Sabra et Chatila, au cœur du massacre (1), qui paraît ce mois-ci, ramène son lecteur, en texte et images, dans ce qui reste l’un des épisodes les plus sordides de l’Histoire. Dans la nuit du 16 septembre 1982 jusqu’au matin du 18 – plus de quarante heures –, entre 100 et 200 hommes exterminent bébés, femmes, enfants, vieillards, hommes. Une boucherie, un équarrissage méthodique avec ce qu’il faut de lames, de haches, de sabres. Ici, rappelle une boutade qui ne fait rire personne, « un bon Palestinien est un Palestinien mort ».

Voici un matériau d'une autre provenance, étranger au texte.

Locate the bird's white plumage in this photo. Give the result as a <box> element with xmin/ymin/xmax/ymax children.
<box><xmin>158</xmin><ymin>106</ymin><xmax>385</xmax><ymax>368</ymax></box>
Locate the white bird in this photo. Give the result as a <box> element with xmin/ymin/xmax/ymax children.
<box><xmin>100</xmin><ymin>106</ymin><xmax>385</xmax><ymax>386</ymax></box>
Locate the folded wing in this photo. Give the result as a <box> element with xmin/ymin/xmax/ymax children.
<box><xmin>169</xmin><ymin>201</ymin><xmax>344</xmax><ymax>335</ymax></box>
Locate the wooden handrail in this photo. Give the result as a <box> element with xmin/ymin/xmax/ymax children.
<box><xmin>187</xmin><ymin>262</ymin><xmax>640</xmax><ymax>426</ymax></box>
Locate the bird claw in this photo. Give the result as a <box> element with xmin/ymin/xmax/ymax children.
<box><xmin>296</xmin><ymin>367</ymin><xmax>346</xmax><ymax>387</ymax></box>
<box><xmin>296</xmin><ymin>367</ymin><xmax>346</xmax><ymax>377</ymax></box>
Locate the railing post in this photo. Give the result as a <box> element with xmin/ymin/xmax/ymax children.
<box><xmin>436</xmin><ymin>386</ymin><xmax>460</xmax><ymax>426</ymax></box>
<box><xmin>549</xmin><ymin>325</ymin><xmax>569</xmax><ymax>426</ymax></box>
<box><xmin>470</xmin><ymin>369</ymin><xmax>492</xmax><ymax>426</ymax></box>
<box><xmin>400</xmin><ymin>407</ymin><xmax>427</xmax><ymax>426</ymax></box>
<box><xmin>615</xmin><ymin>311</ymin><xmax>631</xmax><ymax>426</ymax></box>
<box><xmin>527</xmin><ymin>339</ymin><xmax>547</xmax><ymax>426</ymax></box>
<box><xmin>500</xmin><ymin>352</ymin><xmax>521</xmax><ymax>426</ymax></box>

Partis au Liban pour le quotidien français VSD, le journaliste Jacques-Marie Bourget et le photographe Marc Simon sont les premiers reporters présents sur les lieux. Nous sommes le 17 septembre, dans l’après-midi. Ils pénètrent dans les ruelles : sur les visages des réfugiés, l’incompréhension crépite aussi fort que les mitrailleuses. « Des femmes, des vieux, des gosses qui semblent tourner dans un labyrinthe invisible. Les yeux sont noirs et les mâchoires serrées. Étrangement ces êtres perdus ne cherchent pas à nous arrêter, à nous parler ou nous demander de l’aide. Ils sont comme ces témoins devenus muets après avoir en avoir trop vu. » L’horreur est là, mais elle se cache derrière les murs. Tragique pressentiment.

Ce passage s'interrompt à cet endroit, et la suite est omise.